Sometimes it was an obvious deception—driving hard upfield on a go route (despite how rarely he actually ran it) before seeing the defender commit and crossing his face—and sometimes it was more subtle, using head or hip fakes to get the cornerback to take false steps.
On the other hand, Wright shows very little of this capability, though he did flash it at the end of the year. While his double-move against Richard Sherman in 2013 caught some attention at the time and provided the only brief spark of optimism on a dreary day, his overall ability to move the defense in the wrong direction is subpar.
This isn't because Wright is refusing to send the wrong signal or because of any advanced techniques he's missing. It's often because he'll provide clear clues as to what he's doing either before the snap or during the play.
He therefore obviates the advantages he has physically by allowing defenders to gain extra steps before the route hits the stem, sometimes allowing defenders to jump underneath and get their hands on the ball.
While Jennings provided a good outlet option and moved the chains better than anyone else on the offense (he had 40 catches that went for a first down, leading the team in both total receiving first downs and first downs per catch, per Pro-Football-Reference.com's play finder), Wright's ability to do that may be limited even though he had a good (but not great) first-down conversion rate last year.
His route-running and catch-point ability make a possession role dangerous unless he improves in a big way. Again, he did provide glimpses of that improvement late in the season, so it's certainly not impossible, but his role right now will be similar to Victor Cruz's role in New York (when he was healthy) in providing the uncommon ability to be an every-down deep threat from the slot.
Wright was remarkably efficient for the Vikings last year, and in the final six weeks of the season—when Bridgewater was at his best—his production was remarkable, and far better than Jennings in terms of yards gained per route run (a Pro Football Focus statistic).
There are critical sustainability issues that need to be answered with that, however. That efficiency score is built off of a scant 20 targets, and the Vikings played with more receivers split wide in the final six weeks than they did in the first 11—meaning more receivers had the ability to widen up coverage and make it easier for Wright to win his routes.
Beyond that, the way Wright won his routes isn't a recipe for success on a consistent basis, meaning that the Vikings offense will likely lack the kind of reliable target that keeps an offense on schedule.
In the end, Wright will play a far different role than Jennings did despite taking over his spot on the roster as the primary slot receiver.
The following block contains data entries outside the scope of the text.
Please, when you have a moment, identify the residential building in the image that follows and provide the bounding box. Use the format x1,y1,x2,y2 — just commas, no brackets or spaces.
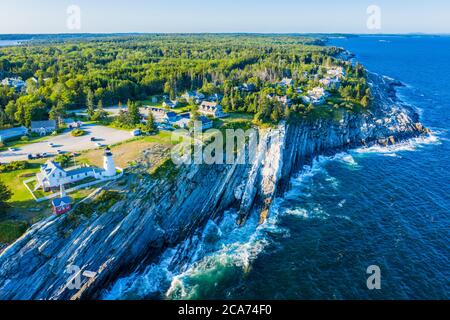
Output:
194,116,213,130
319,77,341,88
163,100,178,109
238,83,256,92
30,120,57,136
1,78,26,91
198,101,225,118
150,107,177,123
277,78,294,87
0,126,28,142
63,118,83,129
302,87,328,105
327,67,345,79
35,148,116,191
173,117,191,129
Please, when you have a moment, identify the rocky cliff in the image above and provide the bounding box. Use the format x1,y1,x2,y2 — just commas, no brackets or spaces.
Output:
0,75,426,299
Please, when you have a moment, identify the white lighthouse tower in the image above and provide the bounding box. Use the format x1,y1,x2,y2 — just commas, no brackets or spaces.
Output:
103,148,116,177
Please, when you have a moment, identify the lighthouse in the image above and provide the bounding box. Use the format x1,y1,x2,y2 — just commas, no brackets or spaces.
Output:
103,147,116,177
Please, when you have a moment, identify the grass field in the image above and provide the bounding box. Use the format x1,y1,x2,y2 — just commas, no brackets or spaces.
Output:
0,136,48,151
76,131,173,168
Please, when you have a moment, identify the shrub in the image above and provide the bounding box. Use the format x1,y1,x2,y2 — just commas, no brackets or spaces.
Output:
0,161,29,172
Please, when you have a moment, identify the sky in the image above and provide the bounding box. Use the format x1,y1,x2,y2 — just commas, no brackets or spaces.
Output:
0,0,450,34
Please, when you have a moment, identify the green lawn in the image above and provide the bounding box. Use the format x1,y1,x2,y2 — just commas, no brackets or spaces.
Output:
0,220,28,243
0,160,43,203
0,136,49,151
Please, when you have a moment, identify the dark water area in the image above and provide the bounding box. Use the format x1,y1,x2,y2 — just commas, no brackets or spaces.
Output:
105,36,450,299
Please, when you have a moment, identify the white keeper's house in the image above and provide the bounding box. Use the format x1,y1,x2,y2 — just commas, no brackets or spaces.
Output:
35,148,117,191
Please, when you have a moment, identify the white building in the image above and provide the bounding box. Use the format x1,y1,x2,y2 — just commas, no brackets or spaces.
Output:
163,100,178,109
302,87,328,104
327,67,345,79
0,127,28,142
319,77,341,88
30,120,57,136
1,78,26,90
198,101,225,118
35,148,117,190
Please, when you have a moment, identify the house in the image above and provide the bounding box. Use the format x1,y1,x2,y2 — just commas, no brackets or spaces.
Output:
163,100,178,109
198,101,225,118
319,77,341,88
150,107,177,123
277,78,294,87
35,148,116,191
208,93,223,102
327,67,345,79
302,87,328,105
0,126,28,142
238,83,256,92
52,185,72,216
130,129,142,137
1,78,26,91
181,91,205,103
63,118,83,129
275,96,292,106
30,120,56,136
267,93,292,106
173,117,191,129
195,116,213,130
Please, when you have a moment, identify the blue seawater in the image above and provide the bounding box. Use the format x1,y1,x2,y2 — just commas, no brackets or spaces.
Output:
104,36,450,299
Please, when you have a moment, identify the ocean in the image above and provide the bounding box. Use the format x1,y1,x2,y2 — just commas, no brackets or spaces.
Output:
103,36,450,299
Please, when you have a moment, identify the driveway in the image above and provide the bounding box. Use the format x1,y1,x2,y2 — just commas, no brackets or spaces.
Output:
0,125,133,163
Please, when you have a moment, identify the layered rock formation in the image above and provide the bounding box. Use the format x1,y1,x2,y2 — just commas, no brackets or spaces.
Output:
0,75,426,299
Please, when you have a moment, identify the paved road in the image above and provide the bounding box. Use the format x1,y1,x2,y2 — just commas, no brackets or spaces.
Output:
0,125,132,163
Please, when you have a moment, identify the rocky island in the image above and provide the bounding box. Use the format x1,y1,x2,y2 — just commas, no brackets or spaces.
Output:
0,35,428,300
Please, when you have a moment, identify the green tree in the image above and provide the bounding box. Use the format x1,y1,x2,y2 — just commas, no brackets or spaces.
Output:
86,89,95,119
0,181,13,214
49,101,67,121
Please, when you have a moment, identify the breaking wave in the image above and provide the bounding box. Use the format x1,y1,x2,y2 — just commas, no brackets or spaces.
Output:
103,131,439,300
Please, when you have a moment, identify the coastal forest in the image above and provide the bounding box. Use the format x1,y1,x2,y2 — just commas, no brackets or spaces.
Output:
0,34,370,129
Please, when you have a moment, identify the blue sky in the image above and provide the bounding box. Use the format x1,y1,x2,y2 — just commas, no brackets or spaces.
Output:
0,0,450,34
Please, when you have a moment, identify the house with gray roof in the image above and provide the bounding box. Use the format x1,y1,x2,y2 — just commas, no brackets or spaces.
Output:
30,120,57,136
0,126,28,142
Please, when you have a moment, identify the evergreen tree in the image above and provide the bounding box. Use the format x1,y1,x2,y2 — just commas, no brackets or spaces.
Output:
86,89,95,118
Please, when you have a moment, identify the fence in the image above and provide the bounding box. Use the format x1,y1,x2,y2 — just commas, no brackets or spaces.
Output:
23,168,124,203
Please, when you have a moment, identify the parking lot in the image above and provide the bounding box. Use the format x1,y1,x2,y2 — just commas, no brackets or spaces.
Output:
0,125,132,163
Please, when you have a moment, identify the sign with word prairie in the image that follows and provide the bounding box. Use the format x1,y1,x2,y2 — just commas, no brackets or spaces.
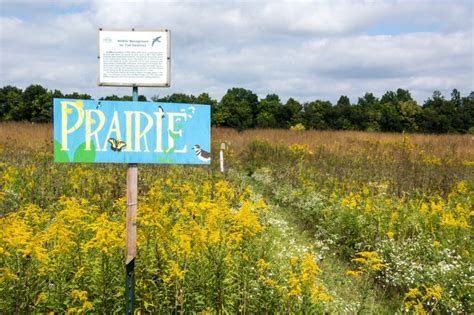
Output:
98,29,171,87
54,99,211,164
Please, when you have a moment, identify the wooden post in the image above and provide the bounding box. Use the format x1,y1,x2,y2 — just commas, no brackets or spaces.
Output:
125,86,138,315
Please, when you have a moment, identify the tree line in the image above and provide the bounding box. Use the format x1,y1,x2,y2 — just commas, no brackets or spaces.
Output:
0,84,474,133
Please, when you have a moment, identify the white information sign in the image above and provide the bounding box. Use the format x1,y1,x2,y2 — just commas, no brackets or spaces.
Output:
98,29,171,87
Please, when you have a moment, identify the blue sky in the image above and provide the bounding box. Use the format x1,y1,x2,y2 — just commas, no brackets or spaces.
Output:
0,0,474,104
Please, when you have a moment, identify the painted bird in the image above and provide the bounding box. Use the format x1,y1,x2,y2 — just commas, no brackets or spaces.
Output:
193,144,211,162
151,36,161,46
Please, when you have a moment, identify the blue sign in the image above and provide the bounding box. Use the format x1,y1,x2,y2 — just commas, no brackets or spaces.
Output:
54,99,211,164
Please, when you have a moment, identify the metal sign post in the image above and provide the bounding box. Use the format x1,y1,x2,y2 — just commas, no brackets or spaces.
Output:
125,86,138,315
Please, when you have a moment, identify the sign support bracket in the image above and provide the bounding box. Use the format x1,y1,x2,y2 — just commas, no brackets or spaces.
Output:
125,86,138,315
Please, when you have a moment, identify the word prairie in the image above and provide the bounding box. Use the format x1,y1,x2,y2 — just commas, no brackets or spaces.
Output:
54,99,210,164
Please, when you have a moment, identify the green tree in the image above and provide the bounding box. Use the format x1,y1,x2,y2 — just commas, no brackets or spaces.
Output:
277,98,304,128
303,100,332,130
216,88,258,131
353,93,382,131
255,94,283,128
0,85,23,120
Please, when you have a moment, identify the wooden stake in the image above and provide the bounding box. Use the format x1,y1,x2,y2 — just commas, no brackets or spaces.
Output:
125,164,138,265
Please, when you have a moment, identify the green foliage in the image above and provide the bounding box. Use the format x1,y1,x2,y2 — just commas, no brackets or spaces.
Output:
244,138,474,314
0,85,474,133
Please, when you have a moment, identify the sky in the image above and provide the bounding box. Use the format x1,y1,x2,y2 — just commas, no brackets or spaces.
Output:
0,0,474,105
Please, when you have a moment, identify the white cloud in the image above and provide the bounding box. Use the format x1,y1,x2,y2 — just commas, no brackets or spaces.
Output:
0,0,474,102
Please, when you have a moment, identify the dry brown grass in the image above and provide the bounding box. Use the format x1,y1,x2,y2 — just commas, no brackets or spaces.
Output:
212,128,474,161
0,122,53,151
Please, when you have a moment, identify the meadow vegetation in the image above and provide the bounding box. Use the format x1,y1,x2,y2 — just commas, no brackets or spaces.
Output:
0,123,474,314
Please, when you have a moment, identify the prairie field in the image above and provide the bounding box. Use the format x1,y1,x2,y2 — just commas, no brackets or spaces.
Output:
0,123,474,314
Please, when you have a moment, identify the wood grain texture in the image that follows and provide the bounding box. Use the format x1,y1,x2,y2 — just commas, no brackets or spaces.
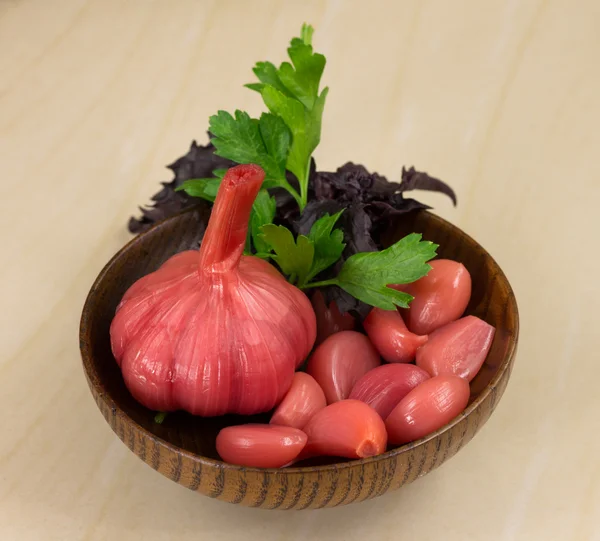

While Jennings was more comfortable playing as a Wes Welker-type slot receiver, Wright will play more like Cruz.
To add to that, Wright is both an excellent blocker and fantastic screen receiver, meaning he can still provide plays for the offense that punish defenses for cheating—something every receiver needs. If they can't punish defenses for reading the wrong route, they can at least punish the defense for trying to defend their best weapon, which in this case is Wright's deep-threat capability.
Those screen options and outside runs he can open up attack defensive adjustments to deep threats in a big way and will mean that at the bare minimum, Wright can provide options, even if they aren't as traditional or plentiful as Jennings did.
Though Wright may have difficulty making the large changes needed to provide additional value to the Vikings, like providing reliable possession options, he may be able to take small steps that can slowly build toward adding that element to his game. Sinking his hips later in route and more often while running may provide additional acceleration out of the stem, as would adding one or two moves to get off of jams at the line of scrimmage.
Wright will see more routes and targets next year. It will just look a little different than what we're used to seeing.